Adherents to the movement believed that a third and last
stage of Islam had begun: namely, al-haqiqa,
‘self-realization,’ as true a feeling of unity with the One
as is humanly possible.
The first stage, al-shari‘a (literal or exoteric Islam), had
paved the way for the second one, al-tariqa (inner or
esoteric Islam), but now it was the time of al-haqiqa. These
three Sufi terms ― al-shari‘a, al-tariqa, and al-haqiqa ―
were used by the Druze synonymously with islam, iman and
ihsan (or tawhid), the latter three being common among other
Muslims as well, Sunni and Shi‘i alike. (Islam here refers
to the first stage, not to the religion as such.)

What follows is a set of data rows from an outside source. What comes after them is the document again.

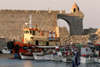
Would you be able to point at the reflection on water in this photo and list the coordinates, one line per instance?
(34, 63)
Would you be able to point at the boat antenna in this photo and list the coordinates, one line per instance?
(30, 22)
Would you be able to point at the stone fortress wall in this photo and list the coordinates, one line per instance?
(12, 21)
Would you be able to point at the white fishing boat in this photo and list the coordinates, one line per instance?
(26, 56)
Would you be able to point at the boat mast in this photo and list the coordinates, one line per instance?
(30, 22)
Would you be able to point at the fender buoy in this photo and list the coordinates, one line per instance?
(17, 46)
(67, 48)
(25, 47)
(10, 45)
(42, 33)
(75, 48)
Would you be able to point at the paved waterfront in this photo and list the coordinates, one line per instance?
(6, 62)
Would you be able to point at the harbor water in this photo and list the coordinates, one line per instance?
(6, 61)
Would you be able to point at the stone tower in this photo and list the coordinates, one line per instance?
(74, 8)
(74, 20)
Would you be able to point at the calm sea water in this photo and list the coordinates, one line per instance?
(5, 62)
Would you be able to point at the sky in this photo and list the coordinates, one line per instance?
(90, 8)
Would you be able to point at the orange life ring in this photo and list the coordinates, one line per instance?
(42, 33)
(75, 48)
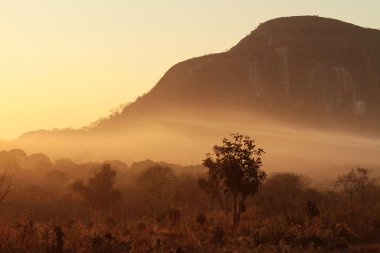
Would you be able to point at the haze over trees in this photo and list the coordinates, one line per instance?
(150, 206)
(235, 168)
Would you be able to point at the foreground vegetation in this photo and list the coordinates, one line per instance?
(157, 207)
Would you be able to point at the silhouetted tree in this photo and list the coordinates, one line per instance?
(100, 190)
(237, 166)
(357, 182)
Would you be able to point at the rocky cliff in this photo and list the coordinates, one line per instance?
(295, 65)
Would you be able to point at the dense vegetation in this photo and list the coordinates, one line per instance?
(64, 206)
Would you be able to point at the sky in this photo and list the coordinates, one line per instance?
(68, 63)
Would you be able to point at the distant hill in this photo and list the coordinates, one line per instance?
(302, 67)
(306, 88)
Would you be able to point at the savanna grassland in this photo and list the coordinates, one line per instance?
(64, 206)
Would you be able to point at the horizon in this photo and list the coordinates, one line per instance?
(83, 59)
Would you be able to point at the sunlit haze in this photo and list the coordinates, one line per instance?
(67, 63)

For the Druze, this last and third stage, variously known as
al-haqiqa, ihsan, or tawhid (oneness with the One), is
reached by passing through the states of gnostic
preparedness instilled during the preceding two stages. It
is the nature of tawhid to lead the adherent to behold his
or her divine reality where no relative is mystically apart
from the absolute and no outward existence is independent of
divine reality. The Muwahhid is thus led to identifying him
or herself and, consequently, every existing being, with the
One. At this stage, the Muwahhid is mystically subsumed into
the all-inclusiveness of the One, whose existence is the
only real existence.
Courtesy:
www.druzeheritage.org
Druze
History
It was during the period of
Crusader rule in Syria (1099-1291) that the Druze first
emerged into the full light of history, in the Gharb region
of the Shuf mountains. As redoubtable warriors serving the
Muslim rulers of Damascus against the alien invaders, the
Druze were given the task of keeping watch over the
Crusaders in the seaport of Beirut, with the aim of
preventing them from making any encroachments inland.
Subsequently, the Druze chiefs of the Gharb placed their not
inconsiderable military experience at the disposal of the
Mamluk rulers of Egypt (1250-1516); first, to assist them in
putting an end to what remained of Crusader rule in coastal
Syria and, later, to help them safeguard the Syrian coast
against Crusader retaliation by sea.
(In 1425, a Druze contingent
from Beirut and the Gharb joined in a major Mamluk naval
expedition against Cyprus, where the last remnant of
Crusader rule in the Near East was reduced to subservience).
In return for the valuable services rendered by the Druze of
the Gharb and other parts of the Shuf mountains, the Mamluks
appear to have allowed them the freedom to manage their
internal affairs with minimal interference from the central
government in Cairo, or its Syrian agency in Damascus.
(The history of the Gharb Druze during the Crusader and
Mamluk periods is known from the work of two remarkable
Druze historians, Salih ibn Yahya (d. ca. 1435) and Ahmad
ibn Hamza ibn Sibat (d. 1523), no such documentation being
available regarding the Druze of other Syrian regions. It
appears, however, that the Druze of Hauran were among the
peasants and tribesmen of that area who fought and decimated
the forces of the Second Crusade, as they advanced from
Palestine to attempt the capture of Damascus in 1147.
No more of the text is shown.